I often wonder how those major corporations chose those 1 in 1,000 students of mine. How did they determine that people like Chip would flourish in their corporate environment? Obviously, they looked at more than transcripts and letters of recommendation. Perhaps they were impressed with Chip’s extracurricular activities in makeing their decision. Along these lines, consider Chip’s profile.
After class one day, Chip went out of his way to tell me that he was a painting contractor. I then asked, “Chip, how can you be a painting contractor? You’re only 21 years old.” He said that age was not a problem. You merely needed to have good help and to find people with painting needs. (University faculty were a big part of Chip’s customer base). He hired fellow students so that they could earn enough money to pay their rent in the small apartment house he co-owned. I said, “Good, Chip. I’m getting ready to sell my house. Why don’t you and your crew come and paint?”
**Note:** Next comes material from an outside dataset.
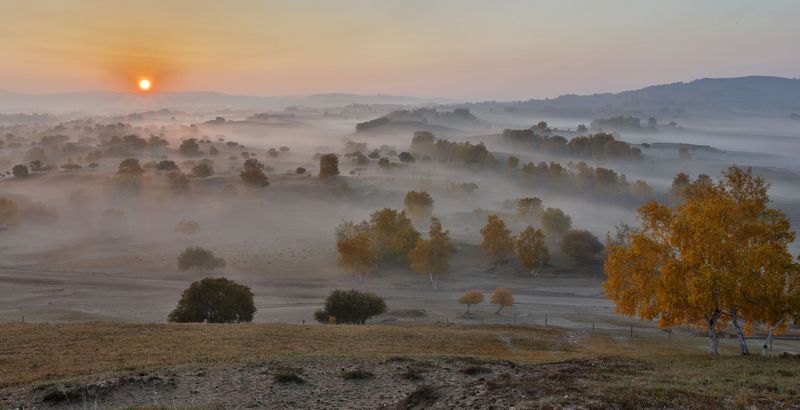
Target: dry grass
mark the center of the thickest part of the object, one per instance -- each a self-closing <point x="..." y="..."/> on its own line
<point x="35" y="352"/>
<point x="645" y="371"/>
One day while painting my garage Chip said,” I’ve got to leave now for a job interview with IBM.” He quickly changed out of his painter’s jumpsuit into a business suit. But he accidentally left his tie at my house. With paint in his hair and under his fingernails and without a tie, Chip got on his motorcycle and went to the interview. The interviewer said, “Charles, you have a lot of brass (courage) showing up for an interview without a tie.” And what was Chip’s response? “No problem. I would have to take a significant cut in salary to work for you. I would have to shut down my paint contracting company and give up my New York Times paper route of over 1,000 sales per day. But I would like to work for IBM. How about giving me a chance?” Only one of our students was hired by IBM that year. Whom did IBM hire? Chip, of course!
Why would a prestigious corporation want to hire this fellow? Obviously, because he had many fine traits, but also because one of those traits was courage. Within three years after Chip graduated, he was given a major role in encouraging a Fortune 500 company to change computer systems. It did so. Chip had enough courage to ask for the job of selling computers in the very big league to the officers very high up. Remember that courage is the fundamental characteristic of all highly compensated sales professionals as well as successful self employed business owners.